In the COPD low-dose CT cohort, DLVS yielded some potentially meaningful parameters, including PVV5 and %PVV5. Endothelial dysfunction and loss of microvasculature, leading to increased vascular resistance and reduced oxygen delivery capacity, are well-known histopathologic phenomena observed in patients with COPD [5,6,7, 22, 23]. It has been known that both increased emphysema burden and decreased DLCO are associated with losses of pulmonary microvasculature [23], and the histology-radiology correlation of pulmonary microvasculature had been established on autopsy cases [5]. The significant correlation between CT-assessed PVV5 with other COPD-associated indices, including emphysema index, FEV1, and DLCO, was also reported [5, 24, 25]. Similar to the prior reports, our DLVS-computed PVV5 or %PVV5 significantly correlated with patients’ GOLD categorization, emphysema index, and DLCO. DLVS-computed PVV5 successfully differentiated GOLD 3 patients from GOLD 1–2 patients with an AUROC of 0.804. However, consistent with the previous study [24], the correlations were not very strong among these indices (Spearman rho indices < 0.4). As all COPD-associated indices we evaluated, PVV5, emphysema index, FEV1, and DLCO, all represent a certain part of the pathogenesis of COPD, we believe each factor may have its own clinical meaning. Although the correlations between the indices were not strong, these indices may act as independent factors predicting disease progression. Our study has strength in that we derived noninvasive and automatic parameters which reflect the pathogenesis of COPD. Further investigation of these volume-related factors would be beneficial as a way to explore patients’ survival or disease prognosis.
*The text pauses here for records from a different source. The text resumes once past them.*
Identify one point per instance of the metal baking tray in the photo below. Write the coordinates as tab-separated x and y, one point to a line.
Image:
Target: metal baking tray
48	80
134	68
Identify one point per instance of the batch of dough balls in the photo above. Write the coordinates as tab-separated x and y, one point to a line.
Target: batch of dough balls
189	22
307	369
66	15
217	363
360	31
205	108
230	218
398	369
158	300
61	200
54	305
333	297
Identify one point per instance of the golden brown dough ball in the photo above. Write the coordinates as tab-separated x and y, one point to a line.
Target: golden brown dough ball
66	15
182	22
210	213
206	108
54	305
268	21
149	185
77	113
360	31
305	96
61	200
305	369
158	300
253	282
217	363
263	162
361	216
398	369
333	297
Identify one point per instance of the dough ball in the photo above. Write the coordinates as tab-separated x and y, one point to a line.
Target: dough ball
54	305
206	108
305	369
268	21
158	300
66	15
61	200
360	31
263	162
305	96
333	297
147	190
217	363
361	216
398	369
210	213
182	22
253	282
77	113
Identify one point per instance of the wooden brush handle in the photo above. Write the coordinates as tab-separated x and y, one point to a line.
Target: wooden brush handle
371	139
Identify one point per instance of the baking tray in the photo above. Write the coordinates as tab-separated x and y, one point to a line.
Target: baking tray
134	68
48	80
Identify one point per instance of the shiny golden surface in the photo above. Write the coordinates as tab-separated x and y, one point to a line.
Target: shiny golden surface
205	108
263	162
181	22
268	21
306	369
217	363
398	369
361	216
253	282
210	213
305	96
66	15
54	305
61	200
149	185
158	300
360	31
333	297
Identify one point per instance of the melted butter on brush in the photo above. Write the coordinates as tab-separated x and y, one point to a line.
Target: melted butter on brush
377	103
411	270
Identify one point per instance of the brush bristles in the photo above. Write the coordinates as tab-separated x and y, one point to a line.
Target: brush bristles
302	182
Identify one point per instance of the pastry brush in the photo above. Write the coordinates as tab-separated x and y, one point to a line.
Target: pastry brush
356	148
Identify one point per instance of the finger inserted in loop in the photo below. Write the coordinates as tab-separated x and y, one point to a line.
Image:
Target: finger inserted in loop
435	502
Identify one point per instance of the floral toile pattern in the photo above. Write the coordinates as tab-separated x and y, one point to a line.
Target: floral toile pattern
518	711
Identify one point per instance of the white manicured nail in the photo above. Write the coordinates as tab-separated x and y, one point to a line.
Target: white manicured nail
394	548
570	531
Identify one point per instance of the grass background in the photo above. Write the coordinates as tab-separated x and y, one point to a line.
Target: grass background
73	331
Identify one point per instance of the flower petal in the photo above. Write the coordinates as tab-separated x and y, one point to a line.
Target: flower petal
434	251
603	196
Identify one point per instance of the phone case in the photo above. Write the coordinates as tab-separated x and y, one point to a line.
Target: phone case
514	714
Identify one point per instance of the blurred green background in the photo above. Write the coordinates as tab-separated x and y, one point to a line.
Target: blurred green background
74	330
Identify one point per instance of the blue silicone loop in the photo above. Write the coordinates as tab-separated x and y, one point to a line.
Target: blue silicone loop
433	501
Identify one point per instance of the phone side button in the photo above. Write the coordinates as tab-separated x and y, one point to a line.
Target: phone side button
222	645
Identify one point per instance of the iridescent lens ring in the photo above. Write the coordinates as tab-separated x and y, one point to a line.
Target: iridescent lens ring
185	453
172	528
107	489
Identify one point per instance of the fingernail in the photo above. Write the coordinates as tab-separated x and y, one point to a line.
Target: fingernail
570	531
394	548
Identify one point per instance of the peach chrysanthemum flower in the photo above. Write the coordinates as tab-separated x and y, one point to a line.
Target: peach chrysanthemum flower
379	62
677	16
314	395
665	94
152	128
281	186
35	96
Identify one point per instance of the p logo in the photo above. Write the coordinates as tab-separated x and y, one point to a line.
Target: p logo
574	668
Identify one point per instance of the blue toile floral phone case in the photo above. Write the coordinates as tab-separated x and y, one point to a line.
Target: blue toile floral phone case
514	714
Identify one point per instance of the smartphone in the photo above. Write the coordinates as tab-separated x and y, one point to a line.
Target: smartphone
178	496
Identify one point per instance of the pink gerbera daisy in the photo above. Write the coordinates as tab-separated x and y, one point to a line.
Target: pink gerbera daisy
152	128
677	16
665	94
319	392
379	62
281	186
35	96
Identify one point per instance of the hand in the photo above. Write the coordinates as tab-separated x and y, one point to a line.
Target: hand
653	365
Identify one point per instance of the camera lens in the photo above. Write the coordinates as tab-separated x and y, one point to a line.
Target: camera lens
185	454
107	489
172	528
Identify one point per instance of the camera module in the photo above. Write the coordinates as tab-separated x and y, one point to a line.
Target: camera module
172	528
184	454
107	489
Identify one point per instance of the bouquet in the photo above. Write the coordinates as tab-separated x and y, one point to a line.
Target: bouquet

Our validation process for DLVS has some weaknesses. First, the VESSEL 12 dataset contained contrast-enhanced CT images, while DLVS was designed for noncontrast CT. As we could not find any relevant dataset of noncontrast CT scans for external validation of the pulmonary vessel segmentation, we had to use this contrast-enhanced dataset. Most likely due to this discrepancy, the diagnostic accuracy of DLVS in the detection of intravascular areas was unsatisfactory, even though the AUROC was high (0.969). Threshold adjustment should be considered when applying DLVS to scans obtained using different CT protocols. Indeed, a sensitivity and specificity of 90.6% and 95.3%, respectively, could have been achieved if the threshold was adjusted in accordance with the Youden index J [26]. Another limitation of our COPD dataset is that it was retrospectively collected, and the reasons for the examinations were diverse. As COPD patients usually do not undergo low-dose CT for COPD evaluation on our institution, most patients who underwent low-dose CT might have had respiratory symptoms or other underlying thoracic diseases. As a result, a considerable portion of the initial consecutively collected cohort was excluded (92 out of 373 patients). Additionally, most of the patients were GOLD 1 or 2, and none were classified as GOLD 4. This inevitably yielded selection bias, and a well-designed prospective study is warranted to confirm the clinical significance of DLVS-assessed pulmonary vascular remodeling.

Our study has some other limitations. First, as vessel map generation is labor-intensive, the size of the training dataset was limited. We tried to maximize the performance by using spatiotemporally matched vessel maps and augmenting images by adding false pulmonary nodules. Second, the role of DLVS in routine practice was not explored. As vessel segmentation is expected to improve radiologists’ performance in pulmonary nodule detection or mediastinal lymph node evaluation, a further evaluation that incorporates an evaluation of diagnostic performance would be beneficial. Third, our training dataset was homogeneous, which may limit the generalizability of the algorithm. Finally, we did not compare the performance of DLVS with that of other vessel segmentation algorithms, including ImageJ or Aview [25, 27].

In conclusion, DLVS successfully segmented pulmonary vessels from noncontrast chest CT images and showed promising results in assessing the loss of small vessel density in COPD patients.